Intel Mainstream Desktop CPU Generations Comparison:
|Intel CPU Family||Processor Process||Processors Cores/Threads (Max)||TDPs||Platform Chipset||Platform||Memory Support||PCIe Support||Launch|
|Sandy Bridge (2nd Gen)||32nm||4/8||35-95W||6-Series||LGA 1155||DDR3||PCIe Gen 2.0||2011|
|Ivy Bridge (3rd Gen)||22nm||4/8||35-77W||7-Series||LGA 1155||DDR3||PCIe Gen 3.0||2012|
|Haswell (4th Gen)||22nm||4/8||35-84W||8-Series||LGA 1150||DDR3||PCIe Gen 3.0||2013-2014|
|Broadwell (5th Gen)||14nm||4/8||65-65W||9-Series||LGA 1150||DDR3||PCIe Gen 3.0||2015|
|Skylake (6th Gen)||14nm||4/8||35-91W||100-Series||LGA 1151||DDR4||PCIe Gen 3.0||2015|
|Kaby Lake (7th Gen)||14nm||4/8||35-91W||200-Series||LGA 1151||DDR4||PCIe Gen 3.0||2017|
|Coffee Lake (8th Gen)||14nm||6/12||35-95W||300-Series||LGA 1151||DDR4||PCIe Gen 3.0||2017|
|Coffee Lake (9th Gen)||14nm||8/16||35-95W||300-Series||LGA 1151||DDR4||PCIe Gen 3.0||2018|
|Comet Lake (10th Gen)||14nm||10/20||35-125W||400-Series||LGA 1200||DDR4||PCIe Gen 3.0||2020|
|Rocket Lake (11th Gen)||14nm||8/16||35-125W||500-Series||LGA 1200||DDR4||PCIe Gen 4.0||2021|
|Alder Lake (12th Gen)||Intel 7||16/24||35-125W||600 Series||LGA 1700||DDR5||PCIe Gen 5.0||2021|
|Raptor Lake (13th Gen)||Intel 7||24/32||35-125W||700-Series||LGA 1700||DDR5||PCIe Gen 5.0||2022|
|Meteor Lake (14th Gen)||Intel 4||TBA||35-125W||800 Series?||LGA 1700||DDR5||PCIe Gen 5.0?||2023|
|Arrow Lake (15th Gen)||Intel 4?||40/48||TBA||900-Series?||TBA||DDR5||PCIe Gen 5.0?||2024|
|Lunar Lake (16th Gen)||Intel 3?||TBA||TBA||1000-Series?||TBA||DDR5||PCIe Gen 5.0?||2025|
|Nova Lake (17th Gen)||Intel 3?||TBA||TBA||2000-Series?||TBA||DDR5?||PCIe Gen 6.0?||2026|
Although people may just see faster memory with DDR5, there a plethora of benefits and features that come along with this platform to enable high data rates. This includes improved training modes, on-die termination, and two independent 32/40-bit I/O channels (non-ECC/ECC) per module. More features include long-term I/O scalability and on-die single error correction (SEC) ECC, DFE (decision feedback equalizer) to eliminate reflective noise at high frequencies. The ram module will also be operating at just 1.1V which would ensure higher power efficiency while offering much better bandwidth and latencies than DDR4.
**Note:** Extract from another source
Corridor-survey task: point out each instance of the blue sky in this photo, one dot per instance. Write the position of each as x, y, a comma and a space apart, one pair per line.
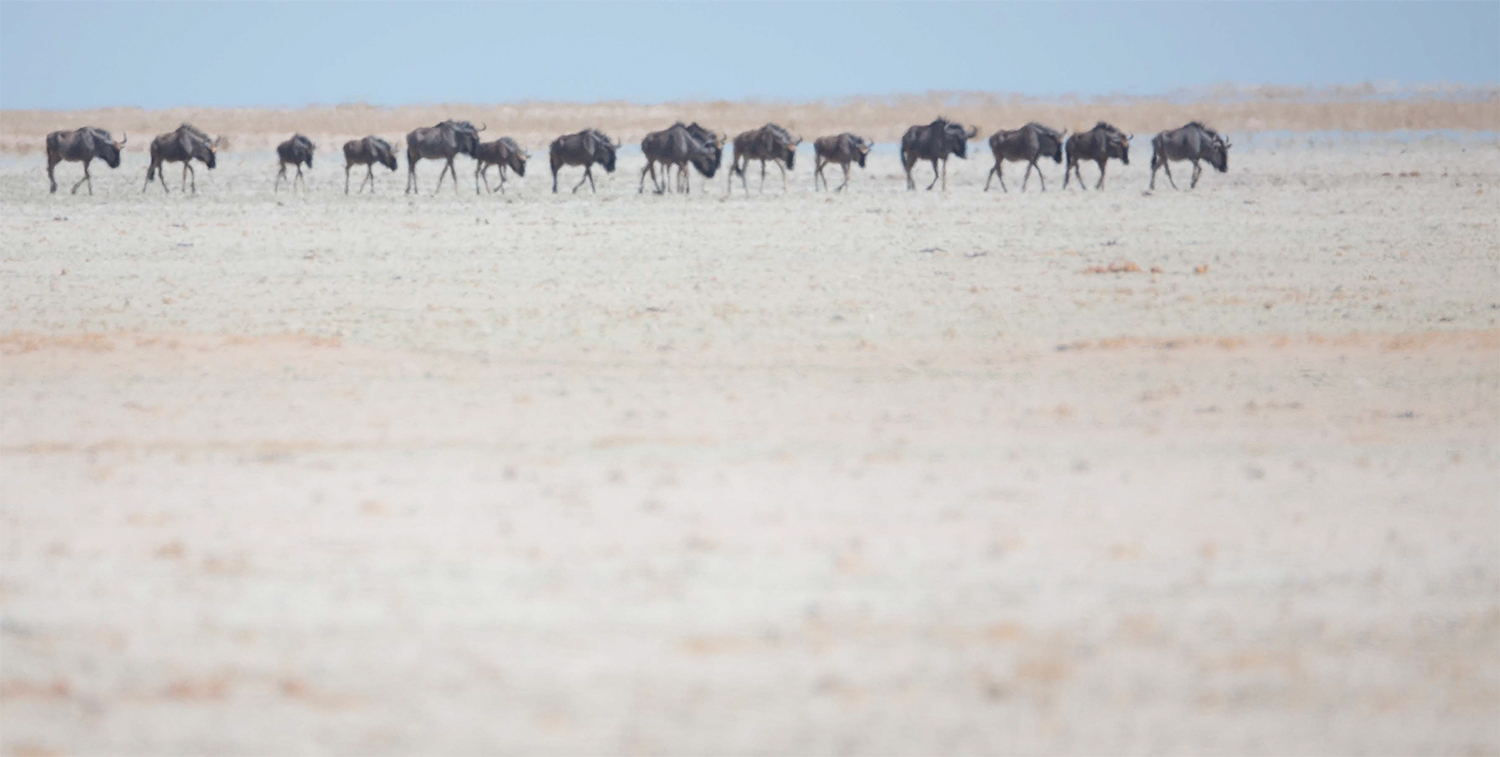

With DDR5 on the horizon, being able to reach DDR5-8400 with the first generation is quite promising for the future of DDR5. Micron estimated that DDR5 would be 35% more efficient than DDR4 at the same I/O speeds, but that may be an underestimation at this point. A lot has still not been answered about DDR5, but that will be clarified further along with the development of this new memory.